De plus, l’Agence des Participations de l’État a estimé que le marché du jeu en ligne pourrait croître de 10% par an jusqu’en 2025. La pandémie a donc exacerbé un changement qui se profilait à l’horizon, avec des consommateurs qui privilégient de plus en plus les options numériques. Une autre enquête de PwC a souligné que 35% des joueurs français se sont tournés vers les jeux en ligne pour la première fois pendant le confinement et que 80% d’entre eux ont déclaré qu’ils continueraient à jouer en ligne après la fin de la pandémie.
Les casinos terrestres font face au principal défi de renouveler et rajeunir leur clientèle, qui tend à vieillir.Par ailleurs, une étude de la société KPMG a mis en lumière le vieillissement de la population fréquentant les casinos physiques, avec une moyenne d’âge de 50 ans et plus, tandis que les casinos en ligne attirent des utilisateurs nettement plus jeunes, avec une moyenne d’âge située entre 25 et 35 ans. Dans ce contexte, nombreux sont les casinos terrestres qui envisagent d’intensifier leurs offres numériques, cherchant non seulement à compenser les pertes dues à la pandémie, mais aussi à s’adapter à un paysage en mutation rapide et à capturer une clientèle plus jeune et technophile.
Legalisation casino en ligne : Le modèle belge, synergie entre casinos en ligne et terrestres face à l’évolution du jeu d’argent
La Belgique, face à la montée du secteur des jeux d’argent en ligne, a emprunté une voie médiane et innovante en matière de régulation. Plutôt que d’opter pour une interdiction stricte ou une libéralisation totale, elle a instauré une collaboration obligatoire entre les casinos en ligne et leurs homologues terrestres. Ainsi, pour obtenir une licence de casino en ligne dans le pays, une entreprise doit impérativement s’associer à un casino terrestre existant. Ce mécanisme garantit un ancrage local pour les opérateurs en ligne, tout en capitalisant sur l’expérience réglementaire des casinos physiques.

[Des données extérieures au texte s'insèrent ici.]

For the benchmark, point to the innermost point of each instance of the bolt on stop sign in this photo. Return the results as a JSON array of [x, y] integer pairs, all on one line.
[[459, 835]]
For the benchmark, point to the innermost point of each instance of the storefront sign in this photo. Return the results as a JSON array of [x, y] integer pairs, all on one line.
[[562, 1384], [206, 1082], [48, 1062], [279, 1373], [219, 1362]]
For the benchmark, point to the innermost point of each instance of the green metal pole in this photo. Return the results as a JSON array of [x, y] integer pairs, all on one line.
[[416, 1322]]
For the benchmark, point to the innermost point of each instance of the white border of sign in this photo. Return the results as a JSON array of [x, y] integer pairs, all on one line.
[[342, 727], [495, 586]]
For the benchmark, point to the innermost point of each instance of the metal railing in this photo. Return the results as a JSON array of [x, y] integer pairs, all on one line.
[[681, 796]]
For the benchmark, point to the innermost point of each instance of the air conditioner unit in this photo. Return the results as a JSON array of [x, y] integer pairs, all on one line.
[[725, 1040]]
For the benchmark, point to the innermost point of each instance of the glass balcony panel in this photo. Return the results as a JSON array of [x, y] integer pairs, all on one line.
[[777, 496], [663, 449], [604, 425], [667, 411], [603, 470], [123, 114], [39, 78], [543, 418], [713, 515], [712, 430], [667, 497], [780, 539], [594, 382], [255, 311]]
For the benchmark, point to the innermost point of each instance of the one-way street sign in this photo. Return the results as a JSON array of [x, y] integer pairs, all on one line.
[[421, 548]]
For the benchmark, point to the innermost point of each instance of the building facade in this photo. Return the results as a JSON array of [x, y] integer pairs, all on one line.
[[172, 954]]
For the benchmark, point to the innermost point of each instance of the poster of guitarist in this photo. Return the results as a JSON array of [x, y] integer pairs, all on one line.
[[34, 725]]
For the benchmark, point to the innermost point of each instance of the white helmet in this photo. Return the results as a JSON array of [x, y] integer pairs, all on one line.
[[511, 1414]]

Cette réglementation, tout en préservant l’équilibre économique des casinos terrestres, empêche une saturation excessive du marché par divers opérateurs. Elle se traduit également par un maintien des normes élevées en matière de jeu responsable, les casinos physiques ayant déjà adopté des mesures de protection robustes pour leurs joueurs. De plus, les synergies entre les modes d’exploitation en ligne et hors ligne offrent de nouvelles opportunités promotionnelles et une offre conjointe enrichie.
En termes économiques, selon la Commission des jeux de hasard belge en 2020, les casinos en ligne ont enregistré une croissance de près de 15%, générant environ 1,3 milliard d’euros de mises, dont 70% sont attribuables aux opérateurs historiques ayant des casinos terrestres. Toutefois, certains détracteurs avancent que cette alliance imposée pourrait freiner la concurrence en limitant l’entrée sur le marché aux seuls opérateurs ayant un partenaire terrestre. Malgré ces critiques, le modèle belge demeure une réponse adaptée et intéressante face aux défis posés par l’évolution rapide du secteur des jeux en ligne. (Source : Commission des jeux de hasard belge, Rapport 2020)
L’« affaire Neymar sur Twitch » : un tournant pour la régulation des jeux d’argent en ligne ?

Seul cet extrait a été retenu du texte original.